- Berlijnplein 300, Leidsche Rijn, Utrecht

Information
- Type: Secondary school (offers MAVO, HAVO, and VWO (primary school teaching also available for children 10 and over))
- Established: 2015
- Rector: Richard van den Berg
- Enrollment: 1075
- Website: Academie Tien

= Academie Tien =

Academie Tien (Note: Academy Ten) (stylized as ACADEMİE TİEN), originally Mavo Tien, is a Dutch primary and secondary school located in Leidsche Rijn, Utrecht. Originally opening in 2015 as Mavo Tien, they rebranded to Academie Tien in 2018 and have expanded to have over 1000 students as of 2024. They offer teaching on the MAVO, HAVO and VWO levels, as well as on the primary school level for children 10 and over.

== History ==

=== Mavo Tien ===
The school officially opened in 2015 as Mavo Tien, which only offered education to students in the MAVO level. There were originally only 73 students making up 3 classes and 8 teachers, with around 600 others applying to become teachers. The school immediately wished to expand to include education in the HAVO level.

=== Academie Tien ===
On 1 August 2018, the school changed its name to Academie Tien and started enrolling students in the HAVO and VWO levels, opening its new website on 6 November. The school originally intended to move to the Berlijnplein with its rebranding, though they were only able to move in 2023.

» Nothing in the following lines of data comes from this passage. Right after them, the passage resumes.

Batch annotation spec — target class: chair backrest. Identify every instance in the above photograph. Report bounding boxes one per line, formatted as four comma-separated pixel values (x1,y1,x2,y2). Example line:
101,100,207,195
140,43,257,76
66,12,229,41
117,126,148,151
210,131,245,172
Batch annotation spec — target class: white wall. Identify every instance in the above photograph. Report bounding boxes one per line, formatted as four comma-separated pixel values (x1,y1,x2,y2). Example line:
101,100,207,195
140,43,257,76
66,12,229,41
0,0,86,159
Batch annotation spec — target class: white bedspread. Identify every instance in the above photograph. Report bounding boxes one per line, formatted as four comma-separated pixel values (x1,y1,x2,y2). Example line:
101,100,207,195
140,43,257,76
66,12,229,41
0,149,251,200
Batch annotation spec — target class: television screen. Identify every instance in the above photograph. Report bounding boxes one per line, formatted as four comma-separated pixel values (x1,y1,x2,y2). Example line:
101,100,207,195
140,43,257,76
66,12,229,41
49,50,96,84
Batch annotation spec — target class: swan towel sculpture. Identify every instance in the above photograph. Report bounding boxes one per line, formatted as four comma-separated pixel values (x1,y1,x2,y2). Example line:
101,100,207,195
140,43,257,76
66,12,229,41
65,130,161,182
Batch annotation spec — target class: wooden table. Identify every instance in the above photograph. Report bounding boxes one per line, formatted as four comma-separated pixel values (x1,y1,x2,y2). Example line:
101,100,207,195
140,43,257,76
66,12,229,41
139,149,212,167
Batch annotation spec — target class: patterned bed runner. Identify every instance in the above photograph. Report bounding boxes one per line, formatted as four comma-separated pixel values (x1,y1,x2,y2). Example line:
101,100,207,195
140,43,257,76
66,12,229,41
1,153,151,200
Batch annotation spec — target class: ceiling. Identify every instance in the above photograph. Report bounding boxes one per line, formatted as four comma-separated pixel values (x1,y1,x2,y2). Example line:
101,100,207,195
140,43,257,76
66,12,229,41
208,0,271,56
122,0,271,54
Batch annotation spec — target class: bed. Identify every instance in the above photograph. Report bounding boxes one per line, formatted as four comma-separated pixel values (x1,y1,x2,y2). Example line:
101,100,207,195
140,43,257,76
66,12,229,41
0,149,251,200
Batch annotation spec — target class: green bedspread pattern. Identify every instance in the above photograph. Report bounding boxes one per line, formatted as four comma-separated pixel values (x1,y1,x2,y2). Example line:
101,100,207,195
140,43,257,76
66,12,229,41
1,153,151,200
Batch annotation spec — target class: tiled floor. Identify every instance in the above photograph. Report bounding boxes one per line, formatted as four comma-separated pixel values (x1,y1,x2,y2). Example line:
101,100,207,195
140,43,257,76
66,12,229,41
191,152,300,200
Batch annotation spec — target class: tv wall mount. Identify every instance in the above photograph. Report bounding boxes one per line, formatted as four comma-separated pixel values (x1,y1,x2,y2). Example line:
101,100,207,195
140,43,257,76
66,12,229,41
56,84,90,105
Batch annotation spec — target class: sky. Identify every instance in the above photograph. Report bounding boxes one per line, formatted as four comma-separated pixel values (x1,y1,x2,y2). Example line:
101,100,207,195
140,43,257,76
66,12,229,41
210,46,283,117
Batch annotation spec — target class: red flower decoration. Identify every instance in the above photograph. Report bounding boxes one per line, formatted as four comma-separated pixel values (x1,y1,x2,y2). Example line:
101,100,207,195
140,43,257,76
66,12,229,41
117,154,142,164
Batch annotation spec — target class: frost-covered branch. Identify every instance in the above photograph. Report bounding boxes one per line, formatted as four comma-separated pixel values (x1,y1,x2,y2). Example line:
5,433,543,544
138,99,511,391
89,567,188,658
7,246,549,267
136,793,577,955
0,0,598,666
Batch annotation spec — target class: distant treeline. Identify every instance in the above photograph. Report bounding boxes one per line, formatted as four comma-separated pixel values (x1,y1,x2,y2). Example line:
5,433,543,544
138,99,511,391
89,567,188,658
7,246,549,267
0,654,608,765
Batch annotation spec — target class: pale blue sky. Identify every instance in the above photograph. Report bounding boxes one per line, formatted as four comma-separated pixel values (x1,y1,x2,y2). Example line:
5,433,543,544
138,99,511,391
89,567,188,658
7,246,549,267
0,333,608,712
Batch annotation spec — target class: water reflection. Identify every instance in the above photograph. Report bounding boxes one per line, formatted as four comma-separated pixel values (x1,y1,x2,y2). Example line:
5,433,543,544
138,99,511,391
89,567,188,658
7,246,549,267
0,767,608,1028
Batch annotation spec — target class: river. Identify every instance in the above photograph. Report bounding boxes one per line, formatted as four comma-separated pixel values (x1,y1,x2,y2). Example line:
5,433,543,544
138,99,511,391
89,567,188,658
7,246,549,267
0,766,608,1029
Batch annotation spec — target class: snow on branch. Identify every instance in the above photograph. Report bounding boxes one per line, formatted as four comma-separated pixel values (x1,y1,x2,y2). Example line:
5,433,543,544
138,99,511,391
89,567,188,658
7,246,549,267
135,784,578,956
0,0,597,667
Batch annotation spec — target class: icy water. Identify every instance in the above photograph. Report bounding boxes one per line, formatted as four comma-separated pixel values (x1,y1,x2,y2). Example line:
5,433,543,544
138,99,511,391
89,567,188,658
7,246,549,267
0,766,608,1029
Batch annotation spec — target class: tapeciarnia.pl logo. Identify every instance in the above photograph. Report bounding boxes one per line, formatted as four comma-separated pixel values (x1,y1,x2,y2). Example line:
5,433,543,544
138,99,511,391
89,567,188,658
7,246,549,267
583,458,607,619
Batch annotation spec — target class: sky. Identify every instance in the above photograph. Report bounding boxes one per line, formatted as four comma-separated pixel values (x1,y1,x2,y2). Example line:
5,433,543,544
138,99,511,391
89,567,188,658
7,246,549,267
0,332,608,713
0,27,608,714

In 2024, the school had 1075 students in total, including primary school students. The school is part of Nuovo, a Dutch organisation managing multiple schools in the Netherlands.

Currently, the school offers teaching on the MAVO, HAVO and VWO levels, as well as on the primary school level for children 10 and over. They have entirely banned mobile phone usage.

Since 1 August 2024, Richard van den Berg has been the rector of the school, replacing Albert Wijnsma.

== Grading ==
The school does not grade students using numbers, which is unusual to Dutch secondary schools. Instead, they use three terms: ontwikkeling (failed), beheerst (passed), and expert (good).